In addition, our results are consistent with previous studies that have described an association between genotype and respiratory and digestive symptoms in people with CF. In our study population, the most consistent findings observed were the appearance of pancreatic insufficiency with the high-risk genotype but also a lower percentage of predicted FEV1 and colonization by Pseudomonas aeruginosa.

The relationship between the severity of the mutations and pancreatic damage has been previously reported by grouping the mutations into classes, associating a higher risk of pancreatic insufficiency in those with variants that cause greater CFTR dysfunction [50,51,52,53].

Regarding colonization by microorganisms, Kerem et al. [54] and Vongthilath et al. [55] showed that chronic infection by Pseudomonas aeruginosa tends to appear in CF populations that present greater lung damage and more severe symptoms related to loss of function of CFTR. Therefore, although different authors have linked the genotype with pancreatic function and lung damage, to date, no studies have used this classification. So, we consider that the grouping used allows the entire mutational spectrum to be combined into only two well-differentiated groups (high and low risk), constituting a more useful way of approaching these studies and of knowing the prognosis of the disease in a simpler way.

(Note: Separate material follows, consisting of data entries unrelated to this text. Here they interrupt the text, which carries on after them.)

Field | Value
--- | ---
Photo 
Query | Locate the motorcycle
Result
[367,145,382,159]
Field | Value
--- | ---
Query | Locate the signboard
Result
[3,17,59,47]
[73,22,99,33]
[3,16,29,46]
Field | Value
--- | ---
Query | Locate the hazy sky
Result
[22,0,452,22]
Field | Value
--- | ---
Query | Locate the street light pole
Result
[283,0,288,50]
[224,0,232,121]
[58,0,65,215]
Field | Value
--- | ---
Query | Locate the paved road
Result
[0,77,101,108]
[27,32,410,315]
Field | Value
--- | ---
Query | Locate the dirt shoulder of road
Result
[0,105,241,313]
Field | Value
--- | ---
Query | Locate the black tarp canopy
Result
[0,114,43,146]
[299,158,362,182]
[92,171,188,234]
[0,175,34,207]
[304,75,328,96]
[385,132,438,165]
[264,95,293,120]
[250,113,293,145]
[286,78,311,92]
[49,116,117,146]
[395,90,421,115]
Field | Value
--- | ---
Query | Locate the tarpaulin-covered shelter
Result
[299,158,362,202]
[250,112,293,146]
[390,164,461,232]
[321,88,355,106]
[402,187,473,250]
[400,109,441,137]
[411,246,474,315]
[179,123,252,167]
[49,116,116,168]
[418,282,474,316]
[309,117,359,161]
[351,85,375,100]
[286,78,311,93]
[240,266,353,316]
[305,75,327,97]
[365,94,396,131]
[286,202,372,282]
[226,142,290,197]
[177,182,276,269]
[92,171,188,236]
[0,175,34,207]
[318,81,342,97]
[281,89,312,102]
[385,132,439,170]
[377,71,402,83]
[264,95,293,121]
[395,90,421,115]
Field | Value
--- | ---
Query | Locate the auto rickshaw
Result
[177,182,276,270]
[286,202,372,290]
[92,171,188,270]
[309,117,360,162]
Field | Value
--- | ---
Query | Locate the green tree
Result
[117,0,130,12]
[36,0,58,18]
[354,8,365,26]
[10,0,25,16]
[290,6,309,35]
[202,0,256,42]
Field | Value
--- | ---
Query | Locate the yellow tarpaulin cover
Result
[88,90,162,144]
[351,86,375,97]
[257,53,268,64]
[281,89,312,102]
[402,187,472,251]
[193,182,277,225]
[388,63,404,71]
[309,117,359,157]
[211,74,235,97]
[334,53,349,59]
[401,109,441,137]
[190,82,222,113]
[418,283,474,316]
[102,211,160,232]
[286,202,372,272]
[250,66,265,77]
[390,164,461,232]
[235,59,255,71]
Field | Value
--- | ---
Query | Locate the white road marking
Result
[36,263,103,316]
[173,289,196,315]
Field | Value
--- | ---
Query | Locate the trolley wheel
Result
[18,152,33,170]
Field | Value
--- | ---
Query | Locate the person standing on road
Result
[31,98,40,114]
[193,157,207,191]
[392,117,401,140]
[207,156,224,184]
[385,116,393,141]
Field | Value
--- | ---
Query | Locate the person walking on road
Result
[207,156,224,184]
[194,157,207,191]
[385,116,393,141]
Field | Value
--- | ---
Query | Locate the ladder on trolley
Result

Various studies also described a relationship between genetics and infection by other microorganisms [56]; however, we did not find statistically significant associations in this regard. The same occurred with complications such as CFRD and CF-related liver disease, in which no significant association was observed in the adjusted model.

Considering the limitations of the study, the relatively small population studied could make it difficult to detect potential effects. However, in our study statistically significant associations were found for different manifestations. Even so, we cannot rule out the appearance of a type II error for the variables in which no statistically significant differences were found.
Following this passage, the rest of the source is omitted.